How to compare versions of an Amazon S3 object? - amazon-web-services

Versioning of Amazon S3 buckets is nice, but I don't see any easy way to compare versions of a file - either through the console or through any other app I found.
S3Browser seems to have the best versioning support, but no comparison.
Is there a way to compare versions of a file on S3 without downloading both versions and comparing them manually?
--
EDIT:
I just started thinking that some basic automation should not be too hard, see snippet below. Question remains though: is there any tool that supports this properly? This script may be fine for me, but not for non-dev users.
#!/bin/bash
# s3-compare-last-versions.sh
if [[ $# -ne 2 ]]; then
echo "Usage: `basename $0` <bucketName> <fileKey> "
exit 1
fi
bucketName=$1
fileKey=$2
latestVersionId=$(aws s3api list-object-versions --bucket $bucketName --prefix $fileKey --max-items 2 | json Versions[0].VersionId)
previousVersionId=$(aws s3api list-object-versions --bucket $bucketName --prefix $fileKey --max-items 2 | json Versions[1].VersionId)
aws s3api get-object --bucket $bucketName --key $fileKey --version-id $latestVersionId $latestVersionId".js"
aws s3api get-object --bucket $bucketName --key $fileKey --version-id $previousVersionId $previousVersionId".js"
diff $latestVersionId".js" $previousVersionId".js"

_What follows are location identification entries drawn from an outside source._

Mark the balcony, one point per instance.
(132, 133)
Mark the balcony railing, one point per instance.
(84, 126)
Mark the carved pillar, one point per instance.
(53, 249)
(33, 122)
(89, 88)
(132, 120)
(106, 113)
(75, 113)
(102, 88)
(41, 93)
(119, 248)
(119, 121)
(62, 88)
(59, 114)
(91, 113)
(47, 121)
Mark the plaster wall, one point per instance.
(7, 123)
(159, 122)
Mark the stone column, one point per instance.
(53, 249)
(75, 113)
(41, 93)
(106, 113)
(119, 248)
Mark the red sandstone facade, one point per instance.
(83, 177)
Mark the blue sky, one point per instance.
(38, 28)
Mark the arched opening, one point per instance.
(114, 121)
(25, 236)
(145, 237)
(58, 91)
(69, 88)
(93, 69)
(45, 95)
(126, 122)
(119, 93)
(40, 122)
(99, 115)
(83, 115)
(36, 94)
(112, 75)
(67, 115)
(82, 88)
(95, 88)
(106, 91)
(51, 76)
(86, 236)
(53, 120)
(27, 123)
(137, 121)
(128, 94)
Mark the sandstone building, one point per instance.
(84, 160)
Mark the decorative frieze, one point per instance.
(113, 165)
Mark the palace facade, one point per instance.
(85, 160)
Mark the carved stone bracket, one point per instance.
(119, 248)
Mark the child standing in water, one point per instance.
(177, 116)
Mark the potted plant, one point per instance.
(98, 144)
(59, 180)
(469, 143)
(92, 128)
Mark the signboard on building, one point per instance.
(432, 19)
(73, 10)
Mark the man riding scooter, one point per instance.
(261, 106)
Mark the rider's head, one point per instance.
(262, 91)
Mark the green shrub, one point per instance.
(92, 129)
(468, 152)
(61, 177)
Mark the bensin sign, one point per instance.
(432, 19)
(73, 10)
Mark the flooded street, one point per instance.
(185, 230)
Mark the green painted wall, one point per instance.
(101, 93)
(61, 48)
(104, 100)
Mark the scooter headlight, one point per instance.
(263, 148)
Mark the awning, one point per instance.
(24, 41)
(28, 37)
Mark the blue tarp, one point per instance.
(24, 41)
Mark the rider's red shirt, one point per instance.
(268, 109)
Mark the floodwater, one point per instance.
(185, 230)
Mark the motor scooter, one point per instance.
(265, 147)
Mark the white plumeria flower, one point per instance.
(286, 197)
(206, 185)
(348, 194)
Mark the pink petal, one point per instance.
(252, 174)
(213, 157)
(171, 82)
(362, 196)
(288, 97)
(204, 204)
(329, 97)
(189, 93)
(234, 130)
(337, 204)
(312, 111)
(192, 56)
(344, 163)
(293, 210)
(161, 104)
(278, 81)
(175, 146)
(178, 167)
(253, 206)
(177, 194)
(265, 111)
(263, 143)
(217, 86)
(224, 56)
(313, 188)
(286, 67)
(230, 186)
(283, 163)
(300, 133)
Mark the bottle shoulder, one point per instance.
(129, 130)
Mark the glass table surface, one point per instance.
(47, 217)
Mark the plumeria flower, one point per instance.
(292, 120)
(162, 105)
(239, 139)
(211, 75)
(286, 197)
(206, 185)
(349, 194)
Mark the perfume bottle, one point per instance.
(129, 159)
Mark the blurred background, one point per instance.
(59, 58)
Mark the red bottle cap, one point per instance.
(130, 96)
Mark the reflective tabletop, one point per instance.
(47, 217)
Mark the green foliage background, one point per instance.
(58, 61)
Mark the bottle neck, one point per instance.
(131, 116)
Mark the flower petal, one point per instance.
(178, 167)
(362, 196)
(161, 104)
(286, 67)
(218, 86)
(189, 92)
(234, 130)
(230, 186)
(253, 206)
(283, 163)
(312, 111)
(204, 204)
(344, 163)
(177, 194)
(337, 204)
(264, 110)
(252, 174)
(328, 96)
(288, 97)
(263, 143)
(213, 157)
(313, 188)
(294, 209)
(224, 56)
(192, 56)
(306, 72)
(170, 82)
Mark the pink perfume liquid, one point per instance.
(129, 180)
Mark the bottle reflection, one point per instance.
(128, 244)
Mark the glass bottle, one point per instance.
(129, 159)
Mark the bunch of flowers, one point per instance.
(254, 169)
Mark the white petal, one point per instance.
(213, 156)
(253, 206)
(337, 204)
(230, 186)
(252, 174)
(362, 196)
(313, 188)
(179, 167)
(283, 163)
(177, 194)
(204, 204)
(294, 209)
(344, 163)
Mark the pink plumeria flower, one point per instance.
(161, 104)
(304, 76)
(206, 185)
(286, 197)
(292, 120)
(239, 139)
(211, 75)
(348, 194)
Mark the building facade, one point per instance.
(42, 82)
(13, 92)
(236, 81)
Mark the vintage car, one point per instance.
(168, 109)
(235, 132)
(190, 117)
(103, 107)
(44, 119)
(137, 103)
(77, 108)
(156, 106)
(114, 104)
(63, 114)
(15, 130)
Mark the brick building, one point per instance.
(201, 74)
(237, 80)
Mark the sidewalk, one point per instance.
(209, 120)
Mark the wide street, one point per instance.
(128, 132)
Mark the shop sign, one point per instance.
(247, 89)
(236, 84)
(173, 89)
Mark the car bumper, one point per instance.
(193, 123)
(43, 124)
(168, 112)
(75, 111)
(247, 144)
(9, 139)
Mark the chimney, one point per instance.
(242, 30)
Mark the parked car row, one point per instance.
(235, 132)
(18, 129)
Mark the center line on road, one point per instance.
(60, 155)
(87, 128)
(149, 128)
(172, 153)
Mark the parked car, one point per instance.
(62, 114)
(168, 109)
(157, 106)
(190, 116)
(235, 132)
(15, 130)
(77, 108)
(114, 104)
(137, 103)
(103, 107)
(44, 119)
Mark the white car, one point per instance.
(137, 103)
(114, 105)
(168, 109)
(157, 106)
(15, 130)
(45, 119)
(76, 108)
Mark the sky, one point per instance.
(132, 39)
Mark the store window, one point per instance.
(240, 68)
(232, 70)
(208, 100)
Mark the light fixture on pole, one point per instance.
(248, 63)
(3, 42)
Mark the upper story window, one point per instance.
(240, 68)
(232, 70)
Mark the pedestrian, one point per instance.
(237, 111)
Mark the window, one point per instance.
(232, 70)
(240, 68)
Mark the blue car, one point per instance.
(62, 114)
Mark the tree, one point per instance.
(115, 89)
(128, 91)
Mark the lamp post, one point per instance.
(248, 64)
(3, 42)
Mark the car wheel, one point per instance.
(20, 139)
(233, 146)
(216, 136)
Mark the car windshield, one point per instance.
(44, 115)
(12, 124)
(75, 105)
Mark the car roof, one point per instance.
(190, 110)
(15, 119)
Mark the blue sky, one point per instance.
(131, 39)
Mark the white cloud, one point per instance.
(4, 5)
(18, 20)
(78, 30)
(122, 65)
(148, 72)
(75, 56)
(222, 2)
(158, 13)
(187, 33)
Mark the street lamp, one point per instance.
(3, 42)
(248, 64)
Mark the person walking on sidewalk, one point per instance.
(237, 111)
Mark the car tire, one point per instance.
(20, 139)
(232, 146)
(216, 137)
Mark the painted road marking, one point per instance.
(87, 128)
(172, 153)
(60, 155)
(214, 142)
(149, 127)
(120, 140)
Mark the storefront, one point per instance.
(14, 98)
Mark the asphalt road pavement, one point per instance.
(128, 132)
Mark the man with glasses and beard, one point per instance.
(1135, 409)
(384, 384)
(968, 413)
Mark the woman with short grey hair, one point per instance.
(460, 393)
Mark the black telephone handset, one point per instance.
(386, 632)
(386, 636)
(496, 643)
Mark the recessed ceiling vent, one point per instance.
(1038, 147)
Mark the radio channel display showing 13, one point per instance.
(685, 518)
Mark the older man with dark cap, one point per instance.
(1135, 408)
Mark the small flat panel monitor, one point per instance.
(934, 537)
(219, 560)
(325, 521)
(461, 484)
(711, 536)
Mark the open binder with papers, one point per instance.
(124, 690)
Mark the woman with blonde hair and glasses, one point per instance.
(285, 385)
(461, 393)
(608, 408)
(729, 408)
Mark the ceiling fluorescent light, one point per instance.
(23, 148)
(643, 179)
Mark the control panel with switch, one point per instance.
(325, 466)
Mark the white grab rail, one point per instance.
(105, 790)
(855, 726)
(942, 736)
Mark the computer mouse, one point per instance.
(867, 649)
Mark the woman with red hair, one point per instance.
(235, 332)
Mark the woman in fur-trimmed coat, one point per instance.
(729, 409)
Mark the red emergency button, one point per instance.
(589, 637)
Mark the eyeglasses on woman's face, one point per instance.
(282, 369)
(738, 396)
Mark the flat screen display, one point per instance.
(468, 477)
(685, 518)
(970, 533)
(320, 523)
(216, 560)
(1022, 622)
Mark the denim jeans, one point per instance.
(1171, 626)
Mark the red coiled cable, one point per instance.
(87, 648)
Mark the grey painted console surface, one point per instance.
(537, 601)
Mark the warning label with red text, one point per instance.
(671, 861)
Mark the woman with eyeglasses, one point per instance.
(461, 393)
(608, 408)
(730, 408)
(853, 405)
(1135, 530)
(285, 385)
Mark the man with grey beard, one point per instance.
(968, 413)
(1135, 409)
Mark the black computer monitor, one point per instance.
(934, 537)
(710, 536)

I wrote a bash script to download the last two versions of an object and compare it using colordiff. I stumbled across this questions after writing it. Thought I could share it here if anyone wanted to use it.
#!/bin/bash
#This script needs awscli, jq and colordiff. Please install them for your environment
#This script also needs the AWS_ACCESS_KEY_ID, AWS_SECRET_ACCESS_KEY and AWS_DEFAULT_REGION.
#Please set them using the export command as follows or set them using envrc
#export AWS_ACCESS_KEY_ID=<Your AWS Access Key ID>
#export AWS_SECRET_ACCESS_KEY=<Your AWS Secret Access Key>
#export AWS_DEFAULT_REGION=<Your AWS Default Region>
set -e
if [ -z $1 ] || [ -z $2 ]; then
echo "Usage:"
echo "version_compare.sh *bucket_name* *file_name*"
echo
echo "Example"
echo "version_compare.sh bucket_name folder/filename.extension"
echo
exit 1;
fi
aws_bucket=$1
file_key=$2
echo Getting the last 2 versions of the file at ${file_key}..
echo
echo Executing:
cat << EOF
aws s3api list-object-versions --bucket ${aws_bucket} --prefix ${file_key} --max-items 2
EOF
echo
versions=$(aws s3api list-object-versions --bucket ${aws_bucket} --prefix ${file_key} --max-items 2)
version_1=$( jq -r '.["Versions"][0]["VersionId"]' <<< "${versions}" )
version_2=$( jq -r '.["Versions"][1]["VersionId"]' <<< "${versions}" )
mkdir -p state_comparison_files
echo Getting the latest version ${version_1} of the file at ${file_key}..
echo
echo Executing:
cat << EOF
aws s3api get-object --bucket ${aws_bucket} --key ${file_key} --version-id ${version_1} state_comparison_files/${version_1}
EOF
aws s3api get-object --bucket ${aws_bucket} --key ${file_key} --version-id ${version_1} state_comparison_files/${version_1} > /dev/null
echo
echo Getting older version ${version_2} of the file at ${file_key}..
echo
echo Executing:
cat << EOF
aws s3api get-object --bucket ${aws_bucket} --key ${file_key} --version-id ${version_2} state_comparison_files/${version_2}
EOF
aws s3api get-object --bucket ${aws_bucket} --key ${file_key} --version-id ${version_2} state_comparison_files/${version_2} > /dev/null
echo
echo Comparing the different versions.
echo If no differences are found, nothing will be shown
colordiff --unified state_comparison_files/${version_2} state_comparison_files/${version_1}
Here's the link to it
https://gist.github.com/mohamednajiullah/3edc88d314291be40f2dd3cf13ea0d7f
Note: It's pretty much the same as the script the question asker himself created except that it uses jq for json parsing and colordiff for showing the difference with different colors like in git diff.
I'm creating an electron.js based desktop app to do exactly this. It's currently in development but it can be used. I welcome contributions
https://github.com/mohamednajiullah/s3_object_version_comparator

You can't view file contents at all via S3, so you definitely can't compare the contents of files via S3. You would have to download the different versions and then use a tool like diff to compare them.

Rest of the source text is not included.